Walter Salles traduce in film il celebre racconto di amicizia, sesso, droga, letteratura e paesaggi americani. Ma senza vitalità e inducendo alla noia

È davvero sconfortante trovarsi di fronte a On the Road, trasposizione cinematografica dell'omonimo capolavoro della beat generation di Jack Kerouac, e non vedere l'ora che il film finisca (due ore e 17 minuti di visione!).
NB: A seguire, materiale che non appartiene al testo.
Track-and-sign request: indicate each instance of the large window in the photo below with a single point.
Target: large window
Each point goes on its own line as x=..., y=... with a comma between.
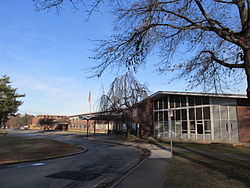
x=188, y=114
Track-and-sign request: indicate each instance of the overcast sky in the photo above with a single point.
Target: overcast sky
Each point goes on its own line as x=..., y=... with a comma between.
x=45, y=54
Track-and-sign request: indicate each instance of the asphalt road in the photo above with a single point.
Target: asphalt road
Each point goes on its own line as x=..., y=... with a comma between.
x=100, y=166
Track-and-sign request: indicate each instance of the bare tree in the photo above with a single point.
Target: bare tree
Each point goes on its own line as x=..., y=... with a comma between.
x=124, y=92
x=217, y=32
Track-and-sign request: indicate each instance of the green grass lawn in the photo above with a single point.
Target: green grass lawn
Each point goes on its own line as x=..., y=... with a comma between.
x=190, y=168
x=14, y=149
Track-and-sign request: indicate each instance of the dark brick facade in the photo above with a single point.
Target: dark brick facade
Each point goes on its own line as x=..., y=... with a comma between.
x=243, y=116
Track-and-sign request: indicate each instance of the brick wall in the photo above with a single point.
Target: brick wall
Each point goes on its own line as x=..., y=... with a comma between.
x=144, y=117
x=243, y=115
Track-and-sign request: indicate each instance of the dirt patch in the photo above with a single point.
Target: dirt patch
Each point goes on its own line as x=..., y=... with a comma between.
x=15, y=149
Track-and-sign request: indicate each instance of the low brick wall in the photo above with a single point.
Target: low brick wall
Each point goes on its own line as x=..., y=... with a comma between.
x=243, y=115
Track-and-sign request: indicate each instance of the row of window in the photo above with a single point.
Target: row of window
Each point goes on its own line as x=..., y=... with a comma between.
x=178, y=127
x=182, y=114
x=177, y=101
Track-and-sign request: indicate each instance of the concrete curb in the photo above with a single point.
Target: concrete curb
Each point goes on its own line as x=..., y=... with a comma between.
x=128, y=173
x=145, y=151
x=44, y=158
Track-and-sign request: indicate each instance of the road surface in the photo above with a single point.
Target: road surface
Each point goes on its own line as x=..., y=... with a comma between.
x=101, y=166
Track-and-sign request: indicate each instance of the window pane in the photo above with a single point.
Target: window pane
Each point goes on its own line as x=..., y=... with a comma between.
x=198, y=100
x=160, y=104
x=165, y=103
x=156, y=116
x=178, y=127
x=232, y=112
x=199, y=128
x=160, y=116
x=207, y=127
x=191, y=114
x=198, y=113
x=184, y=114
x=192, y=126
x=223, y=110
x=190, y=100
x=171, y=100
x=205, y=100
x=178, y=115
x=177, y=101
x=206, y=113
x=166, y=126
x=183, y=101
x=156, y=105
x=165, y=116
x=184, y=126
x=216, y=112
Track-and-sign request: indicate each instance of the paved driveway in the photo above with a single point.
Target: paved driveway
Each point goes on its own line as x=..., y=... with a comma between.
x=101, y=165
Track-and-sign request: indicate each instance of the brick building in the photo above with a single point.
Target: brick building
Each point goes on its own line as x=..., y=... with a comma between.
x=201, y=116
x=35, y=120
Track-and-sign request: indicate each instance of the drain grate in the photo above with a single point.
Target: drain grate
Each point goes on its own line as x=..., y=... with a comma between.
x=75, y=175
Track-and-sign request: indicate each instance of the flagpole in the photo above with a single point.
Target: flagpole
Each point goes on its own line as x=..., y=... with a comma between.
x=89, y=99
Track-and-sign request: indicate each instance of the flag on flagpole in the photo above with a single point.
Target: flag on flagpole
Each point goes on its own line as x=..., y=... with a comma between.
x=89, y=99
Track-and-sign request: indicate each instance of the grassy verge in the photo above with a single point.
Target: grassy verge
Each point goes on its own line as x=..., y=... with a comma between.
x=17, y=149
x=85, y=132
x=190, y=168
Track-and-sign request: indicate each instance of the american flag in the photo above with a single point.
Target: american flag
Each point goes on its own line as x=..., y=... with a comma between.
x=89, y=99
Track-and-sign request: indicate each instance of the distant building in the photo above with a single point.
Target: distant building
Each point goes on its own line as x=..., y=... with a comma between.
x=35, y=120
x=201, y=116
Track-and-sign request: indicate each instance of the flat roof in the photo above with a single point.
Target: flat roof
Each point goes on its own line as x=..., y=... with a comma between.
x=222, y=95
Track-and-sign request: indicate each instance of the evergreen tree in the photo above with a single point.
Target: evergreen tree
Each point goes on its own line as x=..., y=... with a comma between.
x=8, y=100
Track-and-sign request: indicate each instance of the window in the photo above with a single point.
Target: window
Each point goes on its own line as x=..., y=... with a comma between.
x=190, y=100
x=206, y=112
x=184, y=114
x=160, y=104
x=178, y=115
x=199, y=127
x=216, y=112
x=165, y=116
x=199, y=113
x=192, y=126
x=156, y=116
x=178, y=127
x=184, y=126
x=160, y=116
x=207, y=127
x=205, y=100
x=177, y=101
x=171, y=100
x=191, y=114
x=183, y=101
x=223, y=110
x=165, y=103
x=198, y=101
x=156, y=105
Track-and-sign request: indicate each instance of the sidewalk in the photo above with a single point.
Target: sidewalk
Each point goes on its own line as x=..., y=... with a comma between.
x=150, y=172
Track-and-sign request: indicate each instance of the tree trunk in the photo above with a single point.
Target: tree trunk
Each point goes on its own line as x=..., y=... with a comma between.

E anche attorno a me in sala ho visto facce stanche e frequenti sguardi all'orologio.

Walter Salles, intelligente regista brasiliano già autore de I diari della motocicletta, non invade la preziosa storia che ha in mano della necessaria selvatichezza, ed ecco che ne esce fuori una cronaca un po' fiacca, senza vitalità, spesso fedele all'originale letterario ma senza destare coinvolgimento. Dall'11 ottobre al cinema.
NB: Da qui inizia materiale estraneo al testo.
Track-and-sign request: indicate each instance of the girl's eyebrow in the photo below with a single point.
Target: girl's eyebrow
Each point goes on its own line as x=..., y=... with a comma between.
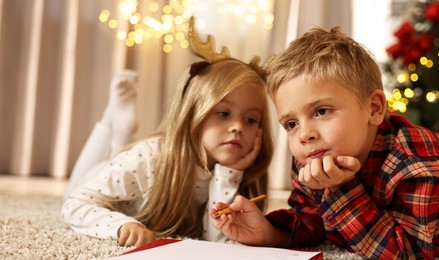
x=257, y=109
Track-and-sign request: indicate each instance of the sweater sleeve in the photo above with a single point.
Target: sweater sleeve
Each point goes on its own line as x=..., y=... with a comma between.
x=109, y=199
x=223, y=187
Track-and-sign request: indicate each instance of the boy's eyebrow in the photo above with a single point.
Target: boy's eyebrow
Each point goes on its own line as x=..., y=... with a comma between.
x=312, y=104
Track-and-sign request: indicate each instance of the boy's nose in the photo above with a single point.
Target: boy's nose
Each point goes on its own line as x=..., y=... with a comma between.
x=237, y=127
x=307, y=133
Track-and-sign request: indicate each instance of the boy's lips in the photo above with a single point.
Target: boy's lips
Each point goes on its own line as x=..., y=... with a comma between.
x=317, y=154
x=235, y=142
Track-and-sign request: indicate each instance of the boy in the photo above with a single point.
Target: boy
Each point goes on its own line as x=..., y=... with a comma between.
x=364, y=180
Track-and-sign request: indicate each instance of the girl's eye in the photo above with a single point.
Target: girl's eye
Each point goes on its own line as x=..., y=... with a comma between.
x=290, y=125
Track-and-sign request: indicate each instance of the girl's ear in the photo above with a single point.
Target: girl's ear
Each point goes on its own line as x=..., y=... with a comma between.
x=378, y=107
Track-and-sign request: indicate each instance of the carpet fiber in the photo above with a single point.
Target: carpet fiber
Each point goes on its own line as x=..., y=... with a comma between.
x=31, y=228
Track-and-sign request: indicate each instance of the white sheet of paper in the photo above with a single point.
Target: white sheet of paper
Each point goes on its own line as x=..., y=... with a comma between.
x=197, y=249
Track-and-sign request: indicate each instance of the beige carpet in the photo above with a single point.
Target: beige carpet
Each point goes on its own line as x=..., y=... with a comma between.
x=31, y=228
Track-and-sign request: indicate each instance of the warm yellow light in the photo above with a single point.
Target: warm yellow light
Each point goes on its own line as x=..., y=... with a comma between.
x=121, y=35
x=401, y=78
x=168, y=38
x=402, y=107
x=184, y=44
x=129, y=42
x=153, y=7
x=429, y=64
x=179, y=36
x=167, y=9
x=409, y=93
x=167, y=48
x=103, y=16
x=414, y=77
x=138, y=39
x=175, y=16
x=431, y=97
x=112, y=23
x=135, y=18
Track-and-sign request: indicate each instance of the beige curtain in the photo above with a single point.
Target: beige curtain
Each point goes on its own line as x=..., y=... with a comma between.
x=56, y=63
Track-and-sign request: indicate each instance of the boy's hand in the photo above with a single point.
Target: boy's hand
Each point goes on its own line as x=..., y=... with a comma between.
x=245, y=224
x=248, y=160
x=134, y=234
x=329, y=173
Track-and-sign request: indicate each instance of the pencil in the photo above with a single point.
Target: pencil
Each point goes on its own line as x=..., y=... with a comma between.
x=227, y=210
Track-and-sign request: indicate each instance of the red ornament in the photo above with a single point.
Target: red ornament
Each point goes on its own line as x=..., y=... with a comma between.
x=410, y=47
x=432, y=12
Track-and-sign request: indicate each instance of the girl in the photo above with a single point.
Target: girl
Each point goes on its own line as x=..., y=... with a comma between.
x=214, y=143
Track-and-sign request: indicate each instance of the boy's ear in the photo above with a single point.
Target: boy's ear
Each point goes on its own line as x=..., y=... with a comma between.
x=378, y=107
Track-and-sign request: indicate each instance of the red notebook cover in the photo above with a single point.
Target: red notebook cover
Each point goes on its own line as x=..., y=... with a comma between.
x=155, y=243
x=165, y=241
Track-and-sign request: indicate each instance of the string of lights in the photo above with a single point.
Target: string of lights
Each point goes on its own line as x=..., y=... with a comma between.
x=171, y=21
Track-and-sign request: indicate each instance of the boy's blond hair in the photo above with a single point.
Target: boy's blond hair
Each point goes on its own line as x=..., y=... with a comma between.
x=171, y=209
x=321, y=55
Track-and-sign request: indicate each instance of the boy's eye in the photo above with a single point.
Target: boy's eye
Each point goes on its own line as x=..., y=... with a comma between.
x=322, y=111
x=290, y=125
x=222, y=113
x=250, y=120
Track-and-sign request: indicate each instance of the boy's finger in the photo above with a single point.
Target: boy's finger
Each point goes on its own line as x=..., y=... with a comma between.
x=349, y=162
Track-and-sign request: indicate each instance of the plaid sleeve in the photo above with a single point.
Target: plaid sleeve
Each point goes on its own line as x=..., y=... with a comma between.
x=305, y=229
x=402, y=224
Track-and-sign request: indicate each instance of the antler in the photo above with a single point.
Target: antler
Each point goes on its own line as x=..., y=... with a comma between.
x=206, y=49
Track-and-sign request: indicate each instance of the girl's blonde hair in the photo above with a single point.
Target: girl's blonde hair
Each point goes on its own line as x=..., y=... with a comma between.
x=320, y=55
x=171, y=209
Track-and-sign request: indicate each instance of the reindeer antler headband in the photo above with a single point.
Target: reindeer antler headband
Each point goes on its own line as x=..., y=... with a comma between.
x=207, y=51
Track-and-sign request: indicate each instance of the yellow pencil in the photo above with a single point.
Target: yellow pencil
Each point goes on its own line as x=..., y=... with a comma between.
x=227, y=210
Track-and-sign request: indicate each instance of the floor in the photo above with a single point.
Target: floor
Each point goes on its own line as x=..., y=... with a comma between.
x=50, y=186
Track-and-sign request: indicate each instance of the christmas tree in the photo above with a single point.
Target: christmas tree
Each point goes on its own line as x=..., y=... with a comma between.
x=413, y=67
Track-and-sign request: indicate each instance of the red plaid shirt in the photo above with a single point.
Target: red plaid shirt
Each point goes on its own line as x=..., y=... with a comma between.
x=390, y=210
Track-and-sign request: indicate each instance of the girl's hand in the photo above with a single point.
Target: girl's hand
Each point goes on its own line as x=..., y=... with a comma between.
x=245, y=224
x=134, y=234
x=248, y=160
x=329, y=173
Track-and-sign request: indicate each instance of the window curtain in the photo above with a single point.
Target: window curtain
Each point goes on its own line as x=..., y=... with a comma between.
x=56, y=64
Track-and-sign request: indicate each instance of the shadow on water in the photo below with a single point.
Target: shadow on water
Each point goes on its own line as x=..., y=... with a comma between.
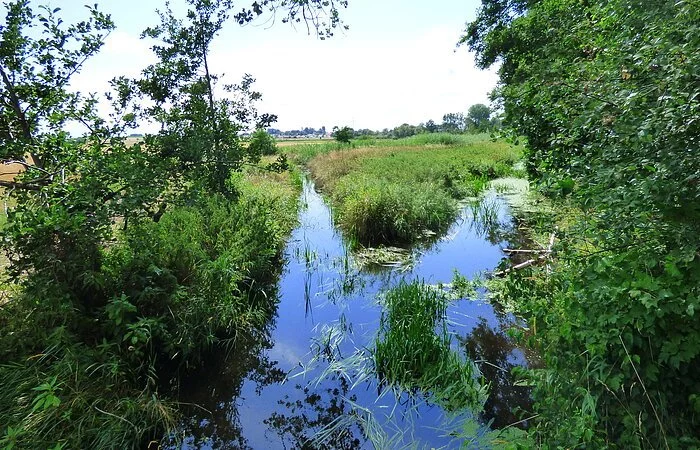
x=307, y=380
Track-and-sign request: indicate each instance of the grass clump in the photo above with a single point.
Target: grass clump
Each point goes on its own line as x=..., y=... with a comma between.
x=412, y=349
x=388, y=192
x=375, y=211
x=86, y=358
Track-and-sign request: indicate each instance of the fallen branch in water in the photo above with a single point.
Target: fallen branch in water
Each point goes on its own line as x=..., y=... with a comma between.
x=530, y=262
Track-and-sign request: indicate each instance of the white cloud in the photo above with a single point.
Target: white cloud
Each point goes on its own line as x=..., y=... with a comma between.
x=360, y=83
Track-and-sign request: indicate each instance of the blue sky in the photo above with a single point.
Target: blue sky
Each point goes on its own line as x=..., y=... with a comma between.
x=397, y=63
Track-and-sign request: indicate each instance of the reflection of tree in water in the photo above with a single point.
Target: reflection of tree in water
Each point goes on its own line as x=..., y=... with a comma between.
x=209, y=395
x=318, y=410
x=490, y=349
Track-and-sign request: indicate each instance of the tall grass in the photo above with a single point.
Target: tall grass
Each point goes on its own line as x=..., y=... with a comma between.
x=172, y=290
x=412, y=349
x=375, y=211
x=393, y=191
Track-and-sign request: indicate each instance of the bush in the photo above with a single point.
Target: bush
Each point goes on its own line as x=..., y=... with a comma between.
x=164, y=294
x=262, y=143
x=375, y=211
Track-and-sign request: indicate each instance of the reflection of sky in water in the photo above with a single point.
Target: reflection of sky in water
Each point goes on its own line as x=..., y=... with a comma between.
x=319, y=281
Il celebre racconto di amicizia, amore, sesso, droga, jazz, letteratura e paesaggio americano non vibra, seppur la fotografia caramellata di Eric Guatier ci conceda buoni spunti visivi, a bordo o fuori di una Hudson. È l'approccio narrativo a non convincere.

Anche i personaggi, alter ego di tutti i più grandi protagonisti beat, Sal Paradise/Jack Kerouac, Carlo Marx/Allen Ginsberg, Dean Moriarty/Neal Cassady, non evocano certo lo charme che si meritano.

Per giustificare Salles mi dico che non è così facile trasformare in cinema un libro così epocale, tanto meno rievocare un movimento artistico che oggi sembra lontano anni luce (e invece erano solo gli anni Cinquanta) quanto ormai presente in tanto di noi, basato su eccessi che facevan clamore, ricerche interiori spinte da farmaci psicoattivi, rifiuto del materialismo... Eppure Urlo (2010) di Rob Epstein e Jeffrey Friedman ci riuscì e James Franco fu un magnifico Allen Ginsberg. Lo spirito di quella "gioventù bruciata" venne ricreato con fascino.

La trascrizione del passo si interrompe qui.